ツインテールの髪を揺らし、大きな目、白い肌、血色の良い頬と唇。
紺のブレザーの下になびくひだスカートは、他の女子高生より少し長め。
愛らしい笑顔の歩瑠夏はいつも通りだ。
「あぁ、今日の体育はバスケだからな。って、そんなにわかるか?」
俺は制服のジャケットの上から自分の身体をペタペタ触る。
制服でわかるぐらいなら体操着では一目瞭然という事になる。
「ん〜、いや、どうだろう。後ろから見て、なんとなくそんな気がしたから」
前に回り込んだ歩瑠夏が真剣な顔つきで俺の身体を上から下まで舐めるように眺めるので、ちょっと恥ずかしくなってきた。

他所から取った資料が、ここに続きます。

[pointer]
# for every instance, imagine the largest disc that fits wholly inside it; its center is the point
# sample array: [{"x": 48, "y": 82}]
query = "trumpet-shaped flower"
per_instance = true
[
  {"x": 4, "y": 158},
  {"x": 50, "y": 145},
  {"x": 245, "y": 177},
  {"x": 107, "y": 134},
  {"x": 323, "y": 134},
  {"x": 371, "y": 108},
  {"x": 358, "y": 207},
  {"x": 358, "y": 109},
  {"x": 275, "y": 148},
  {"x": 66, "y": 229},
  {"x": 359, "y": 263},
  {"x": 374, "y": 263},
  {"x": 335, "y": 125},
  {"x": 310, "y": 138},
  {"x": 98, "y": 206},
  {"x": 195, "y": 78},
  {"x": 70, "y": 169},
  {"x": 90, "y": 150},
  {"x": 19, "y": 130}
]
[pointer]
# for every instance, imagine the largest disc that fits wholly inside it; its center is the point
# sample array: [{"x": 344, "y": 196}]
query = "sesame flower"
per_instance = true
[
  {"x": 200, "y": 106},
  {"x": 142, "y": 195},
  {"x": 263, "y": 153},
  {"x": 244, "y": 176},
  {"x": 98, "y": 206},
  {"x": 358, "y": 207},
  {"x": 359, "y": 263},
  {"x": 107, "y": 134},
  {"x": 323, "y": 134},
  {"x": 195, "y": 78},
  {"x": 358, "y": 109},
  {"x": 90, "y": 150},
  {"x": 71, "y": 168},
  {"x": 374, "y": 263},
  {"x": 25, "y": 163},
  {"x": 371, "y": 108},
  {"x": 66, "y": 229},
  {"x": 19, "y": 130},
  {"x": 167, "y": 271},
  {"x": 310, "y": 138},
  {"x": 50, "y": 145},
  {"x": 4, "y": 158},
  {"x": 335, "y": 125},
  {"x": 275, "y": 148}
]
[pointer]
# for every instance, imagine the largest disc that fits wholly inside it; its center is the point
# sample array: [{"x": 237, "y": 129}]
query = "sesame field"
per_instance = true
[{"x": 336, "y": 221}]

「歩瑠夏ぐらいだよ、俺の姿を見ただけで変化に気がつくのは。ほら、行くぞ」
俺は照れ隠しに早歩きで駅へ向かう。
「わからないよ〜。体育の小林先生が武蘭をお気に入りだったらバレちゃうかもよ」
俺を追いかけながらクスクス笑う歩瑠夏。
俺は歩瑠夏の方を振り返り、悩まし気なポーズをとった。
「あぁ、そういえば……俺を見る目がちょっと違うと思っていたんだ」
「えぇっ!?本当に?」
「んなわけねーよ」
俺の迫真の演技に騙されたのか、歩瑠夏は本気で驚いたようだ。
ちなみに当然小林先生の熱い視線は嘘である。その小林先生は50歳男性と知らされているが、本当のところは生徒にはわからない。